Friday, June 10, 2005

Return on investment in public universities 

While the governor and the state legislature are fighting their battle over the budget, one area that is done is higher education. After reading Richard Vedder in Forbes today, they might want to reconsider.

When university presidents plead for government money, they often make an argument for social investment. Pump funds into higher education and the economy will grow, they claim. After all, this is an information- and skill-based age in which college graduates are far more productive than their less-educated peers.

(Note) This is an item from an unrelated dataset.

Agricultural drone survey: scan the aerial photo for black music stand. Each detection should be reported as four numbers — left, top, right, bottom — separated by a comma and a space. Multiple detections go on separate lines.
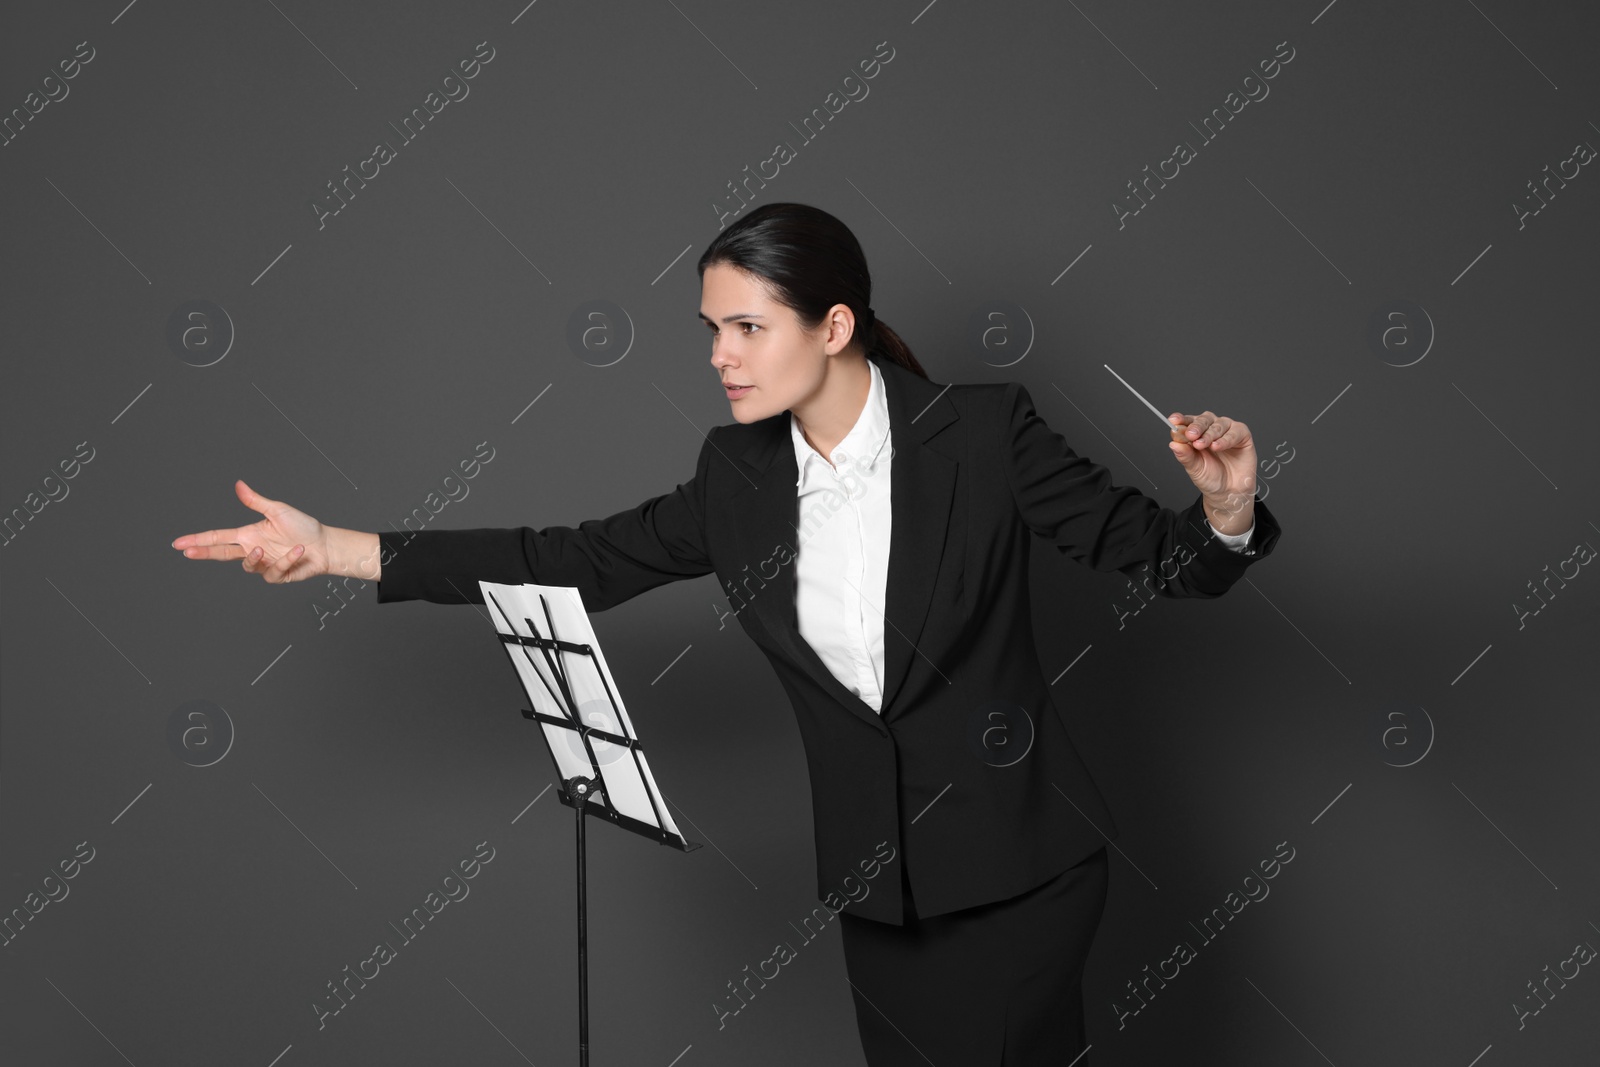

True. But the evidence suggests that increased public funding for universities doesn't lead to greater prosperity-and may even reduce the chances of it. Compare the growth in real per capita income in states that spend a lot on higher education with that of states that spend less and a few surprises show up. Over the past 50 years low-support New Hampshire outdistanced neighboring Vermont on nearly any economic measure, though Vermont spent more than twice as much of its population's personal income on higher education (2.37% versus 1.15% in New Hampshire). Missouri, with modest state university appropriations (1.32% of personal income), grew faster than its neighbor to the north, Iowa (at 2.41%).

Similar examples abound. Using data for all 50 states from 1977 and 2002, I compared the 10 states with the highest state funding for universities against the 10 states with the lowest. The result: The low-spending states had far better growth in real income per capita, a median growth of 46% compared with 32% for the states with the highest university spending. In 2000 the median per capita income level for the low-spending states was $32,777, 27% higher than the median for the 10 states where higher education got the most state money.


How could this be? Certainly money is invested in human capital which should return to the state in additional economic growth right?
Colleges have devoted relatively little new funding over the past generation to the core mission of instruction (spending only 21 cents of each new inflation-adjusted dollar per student on it), preferring instead to assist research, hire more nonacademic staff, give generous pay increases, support athletics and build luxurious facilities. And while in the private sector companies have learned to get more work out of fewer employees, the opposite appears to have happened in higher education. In 1976 American education employed three nonfaculty professional workers (administrators, counselors, librarians, computer experts) for every 100 students; by 2001 that number had doubled.

If someone wants to flip through our university's budget to get that number, be my guest. Here's some data, though, that's a little older but indicates that the ratio of students to staff has fallen by a third while the number of full-time students has held about constant. That is, we've increased non-faculty staff here by about 50% since 1994. I don't beleive that number has decreased since 2000, but I'd need to get better data than we can grab from the public website.

Meanwhile, here in St. Cloud my colleague Rich MacDonald has announced some results of a study of the university's impact on the local economy: We're 3% of St. Cloud's $10 billion economy. Of the $315 million in impact he's estimated thus far -- they are doing a study of alumni spending in St. Cloud, such as returning for hockey and Homecoming -- $50 million is from state dollars. $55 million is tuition dollars; more millions are spent from allowances and summer work savings students bring to campus, and then circulate around SCSU. The full results of the study are due in the fall.